JS7 JobScheduler

Space shortcuts

Page tree

Problem

A Microsoft JDBC Driver >= 10.x is used to connect JOC Cockpit to an SQL Server database.

The following errors are raised:

PKIX path building failed
unable to find valid certification path to requested target

Analysis

Starting from version 10.x JDBC Driver the Microsoft JDBC Driver by default tries to establish a secure SSL connection to the SQL Server database. 

There are two prerequisites about use of SSL connections:

  • The SQL Server database is configured to support encrypted connections and is equipped with an X.509 TLS/SSL certificate.
  • JOC Cockpit is in reach of the Root CA and optionally the Intermediate CA certificate that was used when signing the the SQL Server's TLS/SSL certificate.

Solution

SQL Server databases without encryption support

If the SQL Server database does not support encrypted connections then the following applies:

  • Microsoft JDBC Driver version 9 does not encrypt connections by default. Using this version can resolve the problem.
  • For Microsoft JDBC Drivers starting from version 10 the default behavior to encrypt connections can be disabled.
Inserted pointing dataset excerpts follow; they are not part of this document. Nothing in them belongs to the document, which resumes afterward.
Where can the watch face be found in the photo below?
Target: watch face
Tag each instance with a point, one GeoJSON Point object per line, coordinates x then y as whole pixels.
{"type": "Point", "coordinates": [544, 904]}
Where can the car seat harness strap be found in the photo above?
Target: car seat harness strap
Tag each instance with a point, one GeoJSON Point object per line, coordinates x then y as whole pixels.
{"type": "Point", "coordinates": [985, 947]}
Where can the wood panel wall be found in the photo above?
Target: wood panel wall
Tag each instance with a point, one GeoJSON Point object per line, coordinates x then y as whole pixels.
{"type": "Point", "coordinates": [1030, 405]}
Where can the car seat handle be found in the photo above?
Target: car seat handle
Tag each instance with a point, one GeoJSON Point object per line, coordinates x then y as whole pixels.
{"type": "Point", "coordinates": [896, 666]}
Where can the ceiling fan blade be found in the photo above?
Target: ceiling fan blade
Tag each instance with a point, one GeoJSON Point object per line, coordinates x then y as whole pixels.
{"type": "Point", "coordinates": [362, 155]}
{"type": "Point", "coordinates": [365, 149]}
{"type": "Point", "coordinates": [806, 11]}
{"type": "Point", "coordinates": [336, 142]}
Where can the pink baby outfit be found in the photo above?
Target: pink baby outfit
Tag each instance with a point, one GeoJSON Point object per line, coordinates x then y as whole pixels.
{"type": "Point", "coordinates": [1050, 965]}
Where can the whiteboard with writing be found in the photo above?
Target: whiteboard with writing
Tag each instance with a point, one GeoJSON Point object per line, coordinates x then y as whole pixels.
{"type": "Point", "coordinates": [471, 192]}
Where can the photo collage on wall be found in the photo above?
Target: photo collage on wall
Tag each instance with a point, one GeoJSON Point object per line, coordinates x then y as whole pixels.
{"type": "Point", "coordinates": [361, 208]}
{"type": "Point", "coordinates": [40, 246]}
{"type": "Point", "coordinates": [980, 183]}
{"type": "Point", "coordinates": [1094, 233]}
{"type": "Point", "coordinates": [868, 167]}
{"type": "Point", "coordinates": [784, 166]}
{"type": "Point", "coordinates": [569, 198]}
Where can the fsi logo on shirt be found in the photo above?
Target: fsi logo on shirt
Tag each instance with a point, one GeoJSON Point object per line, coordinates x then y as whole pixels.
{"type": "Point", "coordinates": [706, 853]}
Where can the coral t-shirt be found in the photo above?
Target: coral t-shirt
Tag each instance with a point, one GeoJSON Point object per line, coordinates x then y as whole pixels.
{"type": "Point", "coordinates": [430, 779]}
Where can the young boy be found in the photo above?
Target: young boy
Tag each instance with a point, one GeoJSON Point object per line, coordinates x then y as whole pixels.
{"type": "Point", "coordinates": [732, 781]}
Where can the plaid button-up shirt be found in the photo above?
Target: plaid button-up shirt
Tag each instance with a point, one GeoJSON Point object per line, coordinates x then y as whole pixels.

This is available from the following query parameter in the JDBC URL: encrypt=false

    • Example

      jdbc:sqlserver://dbms.sos:1417;sendStringParametersAsUnicode=false;selectMethod=cursor;encrypt=false;databaseName=jobscheduler200
    • The query parameter can be specified in a Hibernate configuration file from the following locations:
      • During installation
        • from a copy of the file hibernate-integrated-security-mssql.cfg.xml that is available from the hibernate-examples directory of the JOC Cockpit installer tarball/archive.
        • Users can copy the file and adjust the properties
          • <property name="hibernate.connection.username">
          • <property name="hibernate.connection.password">
          • <property name="hibernate.connection.url">
            • This property value should be added the encrypt=false query parameter.
        • When running the JOC Cockpit installer users can specify to use the newly created Hibernate file.
      • For an existing installation
        • in the hibernate.cfg.xml configuration file available in the JETTY_BASE/resources/joc directory.
        • Users can adjust the property
          • <property name="hibernate.connection.url">
        • JOC Cockpit has to be restarted to apply changes.

SQL Server databases with encryption support

SQL Server databases may or may not be configured to enforce encryption.

  • If encryption is not enforced then users can fallback to use unencrypted connections. This comes at the price of using unsecure connections.
    • This is available from the following query parameter in the JDBC URL: encrypt=false
    • See the previous chapter how to apply this query parameter.
  • If encryption is enforced then users have to deploy the respective Root CA certificate and optionally Intermediate CA certificate(s) to a Java truststore.
    • Keep in mind that deploying the certificates to the Windows certificate store will not resolve the problem as this certificate store is not used by Java.
    • Users can add the certificate(s) to the JOC Cockpit's truststore, see JS7 - JOC Cockpit HTTPS Connections.
    • Users can add the certificate(s) to the global Java cacerts truststore.
      • The cacerts truststore is located in the Java installation directory. The precise location depends on use of a JRE/JDK and on the Java version in use. Frequently the lib/security sub-directory of the Java JRE/JDK holds the cacerts truststore file.
      • Import of certificate(s) can be performed with the Java keytool command that is available with the JRE/JDK:

        • Example how to import certificates to the Java truststore:

          keytool -import -trustcacerts -alias <sql-server-alias> -file <certificate.cer> -keystore <cacerts> -storepass "<password>"

          Explanation:

          • <sql-server-alias> specifies the certificate's alias name, frequently the fully qualified domain name (FQDN) of the SQL Server host or database name is used.
          • <certificate.cer> specifies the path to the certificate file. If a certificate chain is used, for example consisting of a Root CA certificate and Intermediate CA certificate, then the keytool command can be executed individually for each certificate.
          • <cacerts> specifies the location of the cacerts Java truststore file.
          • <password> specifies the password required when writing to the cacerts truststore. The default password frequently is changeit
          • Argument values can be quoted.
    • Consider that for successful SSL handshake the hostname specified with the certificate - available from the common name (CN) in the certificate's subject property - and the SQL Server's hostname have to match. This suggests to use a fully qualified domain name (FQDN).
      • Users have the option not to verify the hostname specified with the certificate. This undermines security, however, it might be applicable when testing connections. The following query parameter can be used in the JDBC URL to suppress verification: trustServerCertificate=true.
      • See the previous chapter how to apply this query parameter.